Monday, 4 January 2016

Again, the directory Yahoo!

November 2014 I wrote about the directory Yahoo! One suggestion on Twitter was to copy the whole directory. After I wrote that blog, I tried to copy the directory Yahoo! with WGET. That seems simple, but isn't. Several weeks my computer was working day and night to fetch the directory. Due to an automatic windows update I wasn't able to fetch the whole directory. It's a pity, but I think that I have more than enough data.

After the fetch process I tried to analyse the links, however that was hard due to the fact that the structure of the HTML code wasn't always the same, and I made the mistake that I converted all filenames to lowercase. That wasn't smart, because now I've got a lot of broken links. So I tried to parse the pages with the YahooAnalyser (some Python code written by me, to analyse the content of the old Yahoo! directory), however, the end result was ... nothing beside the finding that this approach was far to complex.

Recently I decided to take another approach. Instead of analysing the complex HTML code, I deleted this complex code so that in the end I got simple lists of links, and I converted all uppercase characters to lowercase characters. Thereafter it was possible to use a broken link checker like Xenu's Link Sleuth to analyse the fetched copy of the directory Yahoo! 

My findings are:

  • I was able to fetch 56,359 folders (I assume that there are roughly 60,000 folders);
  • I was able to fetch 568,744 external links, so the average number of links per folder is 10;
  • Of these 568,744 fetched links there where 92,746 duplicate links, so 84% of the links where unique;
  • Of the 475,998 unique links 365,751 links got the status 200 OK. That's 77% OK and 23% not OK;
  • The top reasons a link is broken are:
    • No such host (9%);
    • No connection (8%);
    • Not found (2%).

A year ago my estimation was that there are 55,000 to 75,000 categories so that's roughly the same. However I overestimated the number of links.

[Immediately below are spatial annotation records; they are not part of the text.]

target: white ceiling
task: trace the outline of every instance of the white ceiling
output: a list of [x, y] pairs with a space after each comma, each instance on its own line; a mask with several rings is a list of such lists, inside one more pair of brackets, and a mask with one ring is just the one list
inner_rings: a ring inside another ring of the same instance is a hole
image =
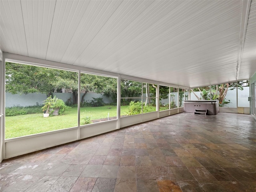
[[186, 87], [256, 71], [256, 0], [0, 0], [3, 52]]

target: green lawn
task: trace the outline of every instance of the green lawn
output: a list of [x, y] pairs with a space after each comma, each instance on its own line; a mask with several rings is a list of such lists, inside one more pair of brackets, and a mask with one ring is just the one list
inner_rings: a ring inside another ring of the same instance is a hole
[[[121, 106], [121, 111], [127, 110], [127, 106]], [[116, 106], [86, 107], [80, 108], [80, 122], [84, 124], [84, 118], [91, 120], [116, 116]], [[18, 115], [5, 117], [5, 138], [6, 139], [58, 130], [78, 126], [77, 108], [68, 109], [63, 115], [44, 118], [43, 114]], [[125, 114], [123, 113], [122, 115]], [[122, 114], [121, 114], [121, 115]]]

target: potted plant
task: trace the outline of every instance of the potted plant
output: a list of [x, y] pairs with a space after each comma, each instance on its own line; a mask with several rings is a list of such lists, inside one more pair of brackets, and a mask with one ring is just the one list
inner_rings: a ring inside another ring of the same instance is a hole
[[44, 105], [42, 108], [44, 112], [44, 117], [49, 117], [50, 113], [52, 112], [54, 103], [56, 102], [57, 99], [55, 96], [53, 98], [52, 98], [52, 96], [50, 95], [44, 101]]
[[50, 95], [44, 101], [44, 105], [42, 109], [44, 112], [44, 117], [48, 117], [52, 115], [54, 110], [56, 111], [55, 115], [62, 115], [65, 110], [69, 107], [65, 104], [65, 103], [61, 99], [58, 99], [54, 96], [53, 98]]

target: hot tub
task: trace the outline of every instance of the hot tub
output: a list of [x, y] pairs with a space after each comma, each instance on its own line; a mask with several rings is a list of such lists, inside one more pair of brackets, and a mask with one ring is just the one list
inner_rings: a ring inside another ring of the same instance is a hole
[[219, 112], [218, 100], [186, 100], [184, 101], [184, 112], [194, 113], [195, 110], [207, 110], [208, 115], [216, 115]]

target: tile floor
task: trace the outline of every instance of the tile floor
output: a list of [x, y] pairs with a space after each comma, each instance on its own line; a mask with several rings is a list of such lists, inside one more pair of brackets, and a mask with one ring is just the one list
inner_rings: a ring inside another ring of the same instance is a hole
[[250, 116], [182, 113], [4, 160], [1, 192], [256, 191]]

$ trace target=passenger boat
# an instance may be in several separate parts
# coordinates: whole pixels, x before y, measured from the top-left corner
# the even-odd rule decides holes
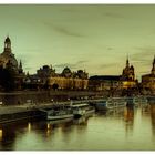
[[[138,104],[146,104],[148,100],[145,96],[132,96],[126,97],[126,106],[138,106]]]
[[[63,108],[63,110],[50,110],[46,112],[48,120],[64,120],[64,118],[73,118],[72,110]]]
[[[147,97],[145,97],[145,96],[135,96],[133,100],[134,100],[135,105],[140,104],[140,103],[145,104],[148,102]]]
[[[124,97],[110,97],[107,100],[96,103],[95,105],[97,111],[106,111],[124,106],[126,106],[126,101]]]
[[[95,108],[90,106],[87,103],[71,104],[70,108],[73,111],[75,118],[89,116],[95,112]]]
[[[153,103],[153,104],[155,104],[155,96],[147,96],[147,101],[148,101],[148,103]]]

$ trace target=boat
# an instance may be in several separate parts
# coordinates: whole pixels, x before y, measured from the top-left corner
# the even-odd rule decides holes
[[[153,103],[153,104],[155,104],[155,96],[147,96],[147,101],[148,101],[148,103]]]
[[[137,105],[137,104],[146,104],[147,102],[148,102],[148,100],[147,100],[147,97],[145,97],[145,96],[135,96],[134,99],[133,99],[133,102],[134,102],[134,104],[135,105]]]
[[[63,110],[50,110],[46,112],[46,120],[64,120],[64,118],[73,118],[72,110],[63,108]]]
[[[126,106],[138,106],[140,104],[146,104],[148,100],[145,96],[132,96],[126,97]]]
[[[100,101],[95,104],[96,111],[106,111],[107,110],[107,101]]]
[[[95,108],[87,103],[71,104],[70,108],[73,111],[74,118],[90,116],[95,112]]]
[[[108,97],[107,100],[103,100],[95,104],[97,111],[106,111],[124,106],[126,106],[124,97]]]

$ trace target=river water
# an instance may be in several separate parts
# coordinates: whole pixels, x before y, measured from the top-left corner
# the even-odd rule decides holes
[[[153,151],[155,104],[61,122],[0,125],[1,151]]]

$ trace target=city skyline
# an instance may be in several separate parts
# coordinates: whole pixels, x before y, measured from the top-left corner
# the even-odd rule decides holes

First I thought there are 1,000,000 to 3,000,000 links mentioned on Yahoo! Nowadays I believe that there where roughly 500,000 unique links.

The percentage of 23% broken links isn't fair due to the fact that a year passed between my fetch action and this analysis. However in my opinion a broken link percentage of 20% or higher isn't acceptable. So I still repeat the conclusion of last year "It is a pity, but it is logical that the Yahoo! directory is shut down".